Doctor Wears confides, in a new paper, about the depths of his training:


DrWearsWorn Out by Fatigue Training,” Robert L. Wears [pictured here], MD, PhD, Annals of Emergency Medicine, vol. 66, no. 3, September 2015, pp. 334-335. (Thanks to Ivan Oransky for bringing this to our attention.) Dr. Wears, at the University of Florida and also at Imperial College London, writes:


I was sitting quietly in our department’s faculty meeting, trying to surreptitiously catch up on some reading while appearing politely attentive. This is academic medicine’s equivalent of “just walking down the street, minding my own business”—when the equivalent of “.and then some dude shot me” jolted me back to the meeting; it was the distantly heard phrase “mandatory training.” My heart sank….


I went back to my office to do my duty. The video was called “Fatigue Training,” so napping through it somehow seemed just right.
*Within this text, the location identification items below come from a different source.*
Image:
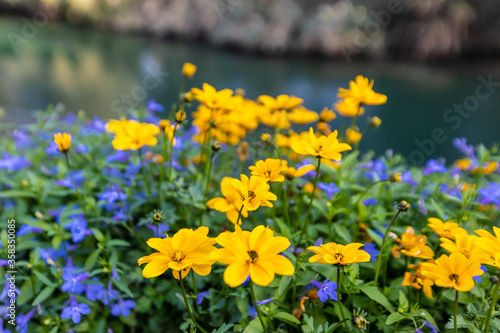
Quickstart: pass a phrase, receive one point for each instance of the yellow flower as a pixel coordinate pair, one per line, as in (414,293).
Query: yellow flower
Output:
(375,121)
(253,192)
(270,169)
(292,173)
(445,229)
(327,115)
(455,271)
(188,69)
(418,280)
(63,141)
(349,108)
(490,244)
(301,115)
(412,246)
(352,136)
(361,90)
(230,204)
(338,254)
(185,250)
(327,147)
(466,245)
(282,102)
(255,253)
(135,135)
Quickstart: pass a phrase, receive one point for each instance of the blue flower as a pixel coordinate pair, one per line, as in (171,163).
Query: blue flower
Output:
(122,307)
(93,290)
(72,283)
(25,229)
(13,163)
(433,166)
(369,202)
(75,310)
(201,296)
(372,251)
(23,320)
(78,229)
(461,144)
(330,189)
(66,182)
(154,107)
(326,290)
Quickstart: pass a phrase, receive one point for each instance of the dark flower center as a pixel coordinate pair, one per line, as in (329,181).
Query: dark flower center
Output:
(254,256)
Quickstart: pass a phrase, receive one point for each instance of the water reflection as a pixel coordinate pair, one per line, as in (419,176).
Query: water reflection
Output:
(96,72)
I propped my feet on my desk and settled down to protect myself against that demon, fatigue….


As I was ‘training,’ I drifted off, no doubt because— surprise—I was fatigued. I began to dream about all the mandatory training I’ve taken in the past few years, and the pile of official-looking certificates I’ve got to keep track of, and to produce at a moment’s notice to maintain hospital privileges, board eligibility, or general membership in polite society…


[Eventually] I suddenly awoke—alone, in my office, sweating, mildly tachycardic, but blessedly alone. My secretary came in to ask if I was all right. ‘I thought I heard you call out,’ she said. ‘No, not me; must have been the wind,’ I lied. ‘But I’m going to take the rest of the day off. Fatigue Training has worn me out.”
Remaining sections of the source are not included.